Siestas, Riposi, and Napping Across Cultures

Napping is a constant across cultures. Explore the benefits of napping and the unique approach different cultures take when getting some extra sleep.


It’s fascinating to look around the world and see similarities even when we live in different communities, speak different languages, and have different interests. Considering all the things that differentiate us, sharing something as simple as a love for napping can unite us in a way that emphasizes how, no matter where we live, there are habits we share.  
While most individuals partake in naps, the cultures and approaches to napping vary based on the community, although they all share the same goal: to boost energy, increase concentration, and improve our mood enough to power through the rest of the day.  
Some cultures make napping a regular part of their day, while others may save it only for tiresome circumstances—one’s view towards napping often stems from the culture they grew up in.   

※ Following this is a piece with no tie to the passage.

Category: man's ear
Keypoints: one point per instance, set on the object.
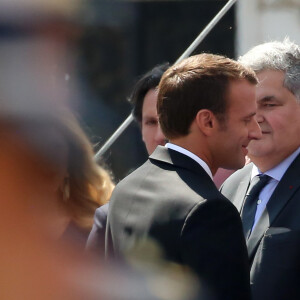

Napping Customs Across Cultures

Napping offers many benefits. Most notably, if you had a poor night of sleep, it can help to counteract any drowsiness you feel during the day. Even if you slept fine at night, though, napping can offer other benefits.  
Short naps during the day may be enough to boost your work performance, and studies have shown that naps can improve your memory, ability to complete complex tasks, and logical reasoning.  
Napping may also offer health benefits, with one study finding that napping even once or twice a week was associated with a lower risk of cardiovascular problems. Another study found that napping can help relieve stress and support the immune system of those who got limited sleep the night before.  
With all these benefits of napping, it’s no wonder they’re popular across the world, even if they can vary with each culture.  

The Spanish Siesta 

The siesta is one of the most famous midday rests, and while it’s a custom in Spain and other Mediterranean countries, its influence is vast, with people all around the world saying that they could use a siesta.  
The goal of a siesta is to allow people to rest and recharge during the middle of their day, which is typically between 2 pm and 5 pm (although the time varies based on location). In general, a siesta starts around six hours after someone starts their day.  

The Italian Riposo 

Those in Italy also rely on a midday nap, but for them, it’s to help them retreat from the hottest part of the day and rest.  
The timing of riposi varies by location, but they generally occur between 1 pm to 5 pm. In fact, riposi are such a common practice in Italy that many shops close during this time so that shop owners and employees can go home, eat lunch, and then enjoy a riposi before returning to work.  

The Japanese Inemuri 

The Japanese culture is undoubtedly conflicting. Their tea ceremonies and moon viewing (tsukimi) emphasize the importance of slowing down, but Japan is also known for its busy cities and hardworking people. In fact, it’s this hardworking lifestyle that results in Japanese people spending the fewest hours asleep each night compared to other nations. 
How do those in Japan combat these short night hours? By adopting the culture of inemuri, which means “being present while asleep.” With this practice, those in Japan get some sleep whenever they can, such as resting their eyes while riding the bus or while sitting in a park. Whenever they have a few minutes to spare, they rest their eyes, mind, and body.  
This practice of inemuri often leads Japanese workers to take a short power nap at their desks or even during meetings, which is seen as a sign of dedication, not laziness.  

The Icelandic Úti 

While those in the warmer climates of Italy retreat indoors for their naps, those in Iceland and other Scandinavian countries embrace the cold weather and nap outdoors. Even infants join in this practice, as it is believed that napping outdoors helps to build healthy lungs thanks to the fresh air. As a result, it’s not uncommon to see an unattended pram outside a café where an infant is napping, and even daycares hold nap time outside to offer babies this exposure.  
With Icelanders having some of the best life expectancy rates in the entire world, they may be onto something.  

The Chinese Wŭshuì

In China, it’s normal for everyone, no matter their age, to take a mid-day or afternoon nap. Napping at noon, in particular, is encouraged among those who are working or learning because it is believed to fuel creativity and improve concentration. Because of this, employees at large corporations often take a nap after lunch, and some places even offer rentable nap pods where someone can escape for a quick 30-minute nap.  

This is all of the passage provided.